Oil stocks have traditionally been a good spot for investors to find high dividend yields. The decline in oil demand and production in 2020 has sent shares of oil stocks lower, creating higher dividend yields.
The question could be whether the dividends are sustainable. Here's a look at three dividend oil stocks for investors to consider.
ExxonMobil: One of the largest oil companies in the U.S. and world is Exxon Mobil Corporation (NYSE:XOM).
The company’s dividend yield hit 10% in September, with shares down significantly in 2020. Shares yield 9% and could be a long-term bet on a recovery in oil prices — and Exxon’s history of raising dividends.
The company has seen revenue fall from $197.8 billion to $135 billion for the first nine months of 2019 compared to the same period in 2020. The company reported a net loss of 18 cents per share in the third quarter, which was down from the prior year’s profit of 68 cents a share, but an improvement on the 70-cent loss in the second quarter.
Exxon Mobil’s dividend yield was 5.8%, 7.9% and 7.9% at the time of the first three quarterly payouts in 2020.
In 2019, the quarterly dividend yields were all 5% or less. Analysts have questioned whether the company can keep paying out high dividends.
The company maintained its quarterly payout of 87 cents for the current quarter when some believed it would be cut.
Chevron: Shares of Chevron Corporation (NYSE:CVX) are down 28% in 2020. The company now has a dividend yield of 6%.
The company reported a loss of $207 million in the third quarter, but showed improvements with capital spending down 48% and operating expenses down 12% year-over-year.
Chevron's year-to-date revenue is $69.6 billion, down from $105.3 billion in the prior year.

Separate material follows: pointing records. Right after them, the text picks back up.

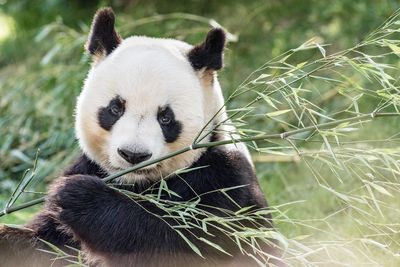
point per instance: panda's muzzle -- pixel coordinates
(134, 157)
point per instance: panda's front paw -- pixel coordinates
(72, 197)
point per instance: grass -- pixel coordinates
(41, 78)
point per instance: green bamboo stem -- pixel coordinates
(194, 146)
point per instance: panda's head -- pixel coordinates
(145, 98)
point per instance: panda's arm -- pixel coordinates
(107, 221)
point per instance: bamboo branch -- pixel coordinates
(194, 146)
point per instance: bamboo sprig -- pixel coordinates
(194, 146)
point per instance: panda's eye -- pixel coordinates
(165, 119)
(116, 110)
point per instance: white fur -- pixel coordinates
(148, 73)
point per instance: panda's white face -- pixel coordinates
(142, 102)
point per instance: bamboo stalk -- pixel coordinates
(194, 146)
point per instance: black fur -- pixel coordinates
(171, 130)
(106, 221)
(103, 38)
(209, 54)
(107, 116)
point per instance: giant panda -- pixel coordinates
(143, 98)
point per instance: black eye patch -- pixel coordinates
(109, 115)
(170, 127)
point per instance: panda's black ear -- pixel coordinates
(103, 38)
(209, 54)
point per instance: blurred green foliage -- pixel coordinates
(42, 67)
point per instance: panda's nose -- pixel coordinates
(133, 156)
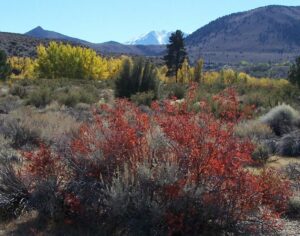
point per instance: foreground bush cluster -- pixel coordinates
(170, 171)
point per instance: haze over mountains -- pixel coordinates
(264, 34)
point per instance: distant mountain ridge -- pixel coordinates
(266, 34)
(266, 29)
(39, 32)
(152, 38)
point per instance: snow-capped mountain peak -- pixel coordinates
(151, 38)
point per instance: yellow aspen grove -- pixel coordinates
(60, 60)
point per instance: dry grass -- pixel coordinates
(47, 125)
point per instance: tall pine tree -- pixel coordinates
(176, 53)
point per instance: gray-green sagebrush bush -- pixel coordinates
(282, 119)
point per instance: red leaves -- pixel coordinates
(202, 146)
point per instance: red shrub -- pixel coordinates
(212, 178)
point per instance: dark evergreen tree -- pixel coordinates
(294, 72)
(136, 76)
(5, 69)
(176, 53)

The acquisition of Noble Energy closed in October, which Chevron said will strengthen the company’s portfolio.
A joint venture for renewable natural gas, CalBioGas, also started production in the third quarter, which could be a growth area for investors to watch.
Chevron typically raises its dividend for the start of every year, which means the next quarterly report will be the one where investors are watching for a dividend raise, cut or the status quo.
Kinder Morgan: The largest energy infrastructure firm in the S&P 500 is Kinder Morgan Inc (NYSE:KMI). The company is tied to the prices of oil and natural gas. Kinder Morgan owns 83,000 miles of pipelines and has 147 terminals that help transport natural gas, gasoline, oil and CO2.
Third-quarter revenue for Kinder Morgan was $2.9 billion compared to $3.2 billion in the prior year period. Earnings per share were 21 cents in the third quarter compared to 22 cents in the prior year.
Kinder Morgan cut its dividend in 2016, but have been raising it every year since to the current 26.25 cents per quarter.
“Once we have completed our 2021 budget process, the board will determine the fourth quarter 2020 dividend and our dividend policy for 2021,” the company said in its third-quarter earnings release.
Shares of Kinder Morgan are down 34% in 2020. While some oil stocks have rallied in the last month, Kinder Morgan shares are up 9%.